Step 1: start by relaxing your mouth so that your lips and teeth are touching.
Step 2: next, keep your lips and teeth together as you lift your tongue and lightly press it against the roof of your mouth.
Step 3: maintain this tongue position whenever possible throughout the day and even while you sleep.
Does Mewing Work?
Despite what people on TikTok might tell you, Dr. Becker says that there is little to no evidence that mewing works, and Dr. Veytsman agrees, adding, "There are currently no proven results from mewing or evidence from experts in this field that mewing can reshape your face or straighten teeth."
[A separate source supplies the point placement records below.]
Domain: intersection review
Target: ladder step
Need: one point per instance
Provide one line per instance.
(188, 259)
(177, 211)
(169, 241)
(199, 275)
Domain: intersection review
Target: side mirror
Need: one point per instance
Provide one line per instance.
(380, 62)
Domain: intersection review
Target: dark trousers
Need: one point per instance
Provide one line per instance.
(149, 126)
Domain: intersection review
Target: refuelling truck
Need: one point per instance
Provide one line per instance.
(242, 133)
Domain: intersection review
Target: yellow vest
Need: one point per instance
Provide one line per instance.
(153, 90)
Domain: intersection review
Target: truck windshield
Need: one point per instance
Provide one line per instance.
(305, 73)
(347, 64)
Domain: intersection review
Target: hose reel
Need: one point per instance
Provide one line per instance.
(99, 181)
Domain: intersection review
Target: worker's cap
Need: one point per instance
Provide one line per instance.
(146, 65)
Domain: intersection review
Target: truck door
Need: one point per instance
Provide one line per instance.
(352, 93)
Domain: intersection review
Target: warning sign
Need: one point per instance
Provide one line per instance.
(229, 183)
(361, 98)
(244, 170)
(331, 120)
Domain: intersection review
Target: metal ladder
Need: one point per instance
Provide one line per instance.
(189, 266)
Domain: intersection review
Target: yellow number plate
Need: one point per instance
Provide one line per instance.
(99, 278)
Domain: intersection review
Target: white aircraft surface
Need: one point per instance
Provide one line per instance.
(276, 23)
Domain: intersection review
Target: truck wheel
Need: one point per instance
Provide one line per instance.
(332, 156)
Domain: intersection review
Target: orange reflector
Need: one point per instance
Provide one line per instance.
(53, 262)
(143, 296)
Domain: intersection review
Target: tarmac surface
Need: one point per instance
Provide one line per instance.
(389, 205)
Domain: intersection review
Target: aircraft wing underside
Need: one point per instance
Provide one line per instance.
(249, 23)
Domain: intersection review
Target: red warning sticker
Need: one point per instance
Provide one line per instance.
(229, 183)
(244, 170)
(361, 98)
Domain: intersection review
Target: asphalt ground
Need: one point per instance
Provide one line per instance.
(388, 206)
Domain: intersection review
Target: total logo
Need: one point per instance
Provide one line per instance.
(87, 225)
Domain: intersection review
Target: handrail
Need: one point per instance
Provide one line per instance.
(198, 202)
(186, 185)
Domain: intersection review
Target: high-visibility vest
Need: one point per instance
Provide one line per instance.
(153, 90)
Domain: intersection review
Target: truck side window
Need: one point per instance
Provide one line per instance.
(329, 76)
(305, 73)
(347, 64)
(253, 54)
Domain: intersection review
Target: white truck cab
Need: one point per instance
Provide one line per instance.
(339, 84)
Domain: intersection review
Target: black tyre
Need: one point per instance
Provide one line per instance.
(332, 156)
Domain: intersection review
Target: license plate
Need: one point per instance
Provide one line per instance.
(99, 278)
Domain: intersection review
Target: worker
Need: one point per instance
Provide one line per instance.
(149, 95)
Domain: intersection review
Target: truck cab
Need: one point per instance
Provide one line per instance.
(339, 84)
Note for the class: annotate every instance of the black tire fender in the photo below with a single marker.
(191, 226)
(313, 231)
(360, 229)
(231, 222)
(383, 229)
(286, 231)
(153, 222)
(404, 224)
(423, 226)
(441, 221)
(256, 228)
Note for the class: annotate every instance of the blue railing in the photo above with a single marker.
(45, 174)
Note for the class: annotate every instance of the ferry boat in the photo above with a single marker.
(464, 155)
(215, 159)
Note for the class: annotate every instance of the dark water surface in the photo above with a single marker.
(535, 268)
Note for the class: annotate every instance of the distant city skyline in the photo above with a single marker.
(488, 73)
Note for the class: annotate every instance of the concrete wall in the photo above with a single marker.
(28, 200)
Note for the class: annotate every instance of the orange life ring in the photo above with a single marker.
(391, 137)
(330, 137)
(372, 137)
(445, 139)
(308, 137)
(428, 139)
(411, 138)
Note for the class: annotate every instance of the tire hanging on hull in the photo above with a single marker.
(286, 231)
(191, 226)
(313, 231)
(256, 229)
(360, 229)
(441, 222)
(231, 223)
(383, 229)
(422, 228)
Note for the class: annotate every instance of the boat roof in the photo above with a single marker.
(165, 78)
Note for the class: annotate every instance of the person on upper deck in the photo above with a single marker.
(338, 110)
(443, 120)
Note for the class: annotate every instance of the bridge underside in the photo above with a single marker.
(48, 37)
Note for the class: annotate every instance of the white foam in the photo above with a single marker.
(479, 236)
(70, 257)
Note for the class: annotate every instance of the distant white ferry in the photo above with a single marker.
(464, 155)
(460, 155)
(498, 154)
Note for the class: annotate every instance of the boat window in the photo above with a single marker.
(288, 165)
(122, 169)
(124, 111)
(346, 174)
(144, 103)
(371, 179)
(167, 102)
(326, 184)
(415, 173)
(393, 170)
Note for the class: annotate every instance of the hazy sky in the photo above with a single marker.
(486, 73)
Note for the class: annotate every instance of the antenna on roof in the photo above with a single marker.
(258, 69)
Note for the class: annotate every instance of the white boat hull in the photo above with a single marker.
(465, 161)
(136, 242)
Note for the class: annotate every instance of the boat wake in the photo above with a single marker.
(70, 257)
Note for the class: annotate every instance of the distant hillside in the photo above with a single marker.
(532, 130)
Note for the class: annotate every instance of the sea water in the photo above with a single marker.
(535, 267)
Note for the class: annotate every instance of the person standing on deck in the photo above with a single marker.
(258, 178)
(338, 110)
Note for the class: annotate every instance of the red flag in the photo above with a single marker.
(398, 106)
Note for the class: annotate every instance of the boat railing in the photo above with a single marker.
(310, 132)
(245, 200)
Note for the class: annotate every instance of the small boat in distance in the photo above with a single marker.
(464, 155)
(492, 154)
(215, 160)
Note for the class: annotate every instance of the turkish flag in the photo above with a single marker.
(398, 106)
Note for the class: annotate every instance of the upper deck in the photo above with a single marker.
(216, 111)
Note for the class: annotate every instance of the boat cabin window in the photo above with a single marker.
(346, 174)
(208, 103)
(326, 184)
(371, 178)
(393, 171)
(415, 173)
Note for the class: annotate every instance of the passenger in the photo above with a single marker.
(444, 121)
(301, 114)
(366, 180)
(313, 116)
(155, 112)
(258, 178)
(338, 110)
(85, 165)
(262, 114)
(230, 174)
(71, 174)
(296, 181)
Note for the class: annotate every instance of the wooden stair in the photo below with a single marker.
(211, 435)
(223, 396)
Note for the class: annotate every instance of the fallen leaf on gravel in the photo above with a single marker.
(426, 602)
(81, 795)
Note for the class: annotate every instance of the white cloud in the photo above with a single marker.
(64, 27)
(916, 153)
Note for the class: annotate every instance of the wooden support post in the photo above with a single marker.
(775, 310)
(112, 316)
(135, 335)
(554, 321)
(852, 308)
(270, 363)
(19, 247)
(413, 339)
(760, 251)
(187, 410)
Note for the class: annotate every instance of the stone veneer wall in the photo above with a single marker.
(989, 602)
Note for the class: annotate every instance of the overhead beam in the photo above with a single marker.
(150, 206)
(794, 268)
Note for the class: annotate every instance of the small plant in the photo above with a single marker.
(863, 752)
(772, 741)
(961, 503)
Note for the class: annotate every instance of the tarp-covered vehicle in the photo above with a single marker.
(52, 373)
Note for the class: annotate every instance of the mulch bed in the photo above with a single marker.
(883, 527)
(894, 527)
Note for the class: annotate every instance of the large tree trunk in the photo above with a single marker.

Plus, those who claim to have seen results from mewing have usually been practicing the technique for years, so it's not a quick fix. Dr. Becker suggests consulting your dentist if you're interested in changing something about your mouth or jaw structure.
What Are the Risks of Mewing?
The biggest risk associated with mewing is that patients will not get the proper care needed from their dentist. While both Dr. Becker and Dr. Veytsman agree that there is no real harm in adjusting the position of your tongue, they note that if someone is having a serious issue with their bite or a problem like sleep apnea, consulting with their dentist or doctor is always the best route to take. "There are faster and more effective methods for those things," Dr. Veytsman says.
What to Try Instead of Mewing
If you're looking for a way to tighten the area around your jaw and you've come to the conclusion that mewing isn't a viable option, don't worry — there are other routes you can take. For a more permanent solution, consult with your dermatologist about in-office skin-tightening treatments. Otherwise, regular facial massage techniques might be able to help; people swear by tools like the gua sha to help redefine the contours of the face, as well as at-home products (like the jaw bra) to tighten the area.